Note that $\ell^{\infty}(I)=BC(I)$ (set of bounded continuous functions) when $I$ is endowed with the discrete topology. In turn, $BC(I)\cong BC(\beta(I))$, where $\beta(\cdot)$ denotes Stone–Čech compactification. Therefore, if $\ell^{\infty}(I)\cong\ell^{\infty}(J)$, then $BC(\beta(I))\cong BC(\beta(J))$. The Banach–Stone theorem, in turn, implies that $\beta(I)$ and $\beta(J)$ are homeomorphic, from which it follows that $I$ and $J$ are homeomorphic, too.

Answer 4

A solution, by my professor:

Consider the closed unit ball in $\ell^{\infty}(I).$ The extreme points of this are functions $f: I \to \{-1, 1\}.$ Notice that if $\phi: \ell^{\infty}(I) \to \ell^{\infty}(J)$ is an isometric isomorphism, then $\phi$ takes extreme points to extreme points. We may assume without loss of generality that $\phi(\chi_I) = \chi_J,$ since if not, we can multiply each coordinate in $\phi(\chi_I)$ appropriately to get another isometry. Here, $\chi_I$ is the characteristic function on $I$ (so all $1$s).

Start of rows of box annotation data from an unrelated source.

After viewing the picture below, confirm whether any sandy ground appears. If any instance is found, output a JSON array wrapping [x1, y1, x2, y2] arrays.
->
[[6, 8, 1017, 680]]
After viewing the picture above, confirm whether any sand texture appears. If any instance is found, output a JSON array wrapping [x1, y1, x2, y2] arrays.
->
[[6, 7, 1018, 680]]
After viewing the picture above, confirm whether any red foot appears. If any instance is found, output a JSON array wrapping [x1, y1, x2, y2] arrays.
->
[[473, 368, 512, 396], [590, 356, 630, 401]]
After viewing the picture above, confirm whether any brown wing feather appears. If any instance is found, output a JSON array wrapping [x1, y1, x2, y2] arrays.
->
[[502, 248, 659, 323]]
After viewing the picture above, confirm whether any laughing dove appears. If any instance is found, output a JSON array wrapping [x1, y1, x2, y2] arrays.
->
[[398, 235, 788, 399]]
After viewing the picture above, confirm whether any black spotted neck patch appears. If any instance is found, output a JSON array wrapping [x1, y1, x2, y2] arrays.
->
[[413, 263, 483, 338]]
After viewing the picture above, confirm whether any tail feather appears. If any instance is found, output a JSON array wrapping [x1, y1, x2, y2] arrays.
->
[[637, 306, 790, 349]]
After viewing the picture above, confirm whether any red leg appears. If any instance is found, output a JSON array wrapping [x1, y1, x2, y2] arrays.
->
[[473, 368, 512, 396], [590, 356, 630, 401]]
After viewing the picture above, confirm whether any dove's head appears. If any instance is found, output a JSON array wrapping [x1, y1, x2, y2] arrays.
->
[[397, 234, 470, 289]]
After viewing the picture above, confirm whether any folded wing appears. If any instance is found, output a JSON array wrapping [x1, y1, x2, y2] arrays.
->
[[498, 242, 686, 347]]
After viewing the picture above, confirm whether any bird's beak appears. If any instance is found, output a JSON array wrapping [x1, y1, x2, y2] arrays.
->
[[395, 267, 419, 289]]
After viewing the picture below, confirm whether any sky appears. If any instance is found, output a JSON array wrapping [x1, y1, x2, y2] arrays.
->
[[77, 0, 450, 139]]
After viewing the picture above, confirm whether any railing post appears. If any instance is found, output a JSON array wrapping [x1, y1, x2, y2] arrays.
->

Now, for any other extreme point $f \in \ell^{\infty}(I),$ we have $\frac{\chi_I + f}{2} = \chi_A$ for some $A\subset I.$ Moreover, we can get any characteristic function this way. Then $\phi(\chi_A) = \frac{\chi_J + \phi(f)}{2} = \chi_B$ for some $B \subset J$ since $\phi(f)$ is an extreme point in $\ell^{\infty}(J).$ We'll denote $B$ by $\varphi(A).$

Note then that for disjoint $A, A^{\prime}\subset I,$ if $\varphi(A) = B$ and $\varphi(A^{\prime}) = B^{\prime},$ then $B\cap B^{\prime} = \emptyset$ since $\phi(\chi_A + \chi_{A^{\prime}}) = \chi_B + \chi_{B^{\prime}}$ has norm $1.$ We now consider the set $\mathcal{B} = \{\varphi(\{i\}): i\in I\}.$ Since $\varphi({i})\cap \varphi({i^{\prime}}) = \emptyset$ for $i\neq i^{\prime},\, |\mathcal{B}| \le |J|$ (any collection of pairwise disjoint subsets has cardinality less than that of the set since we can construct an injection by arbitrarily choosing an element from each such subset). But $\varphi$ is a bijection from $I$ to $\mathcal{B},$ so $|I| \le |J|.$ Similarly, $|J| \le |I|,$ so we are done.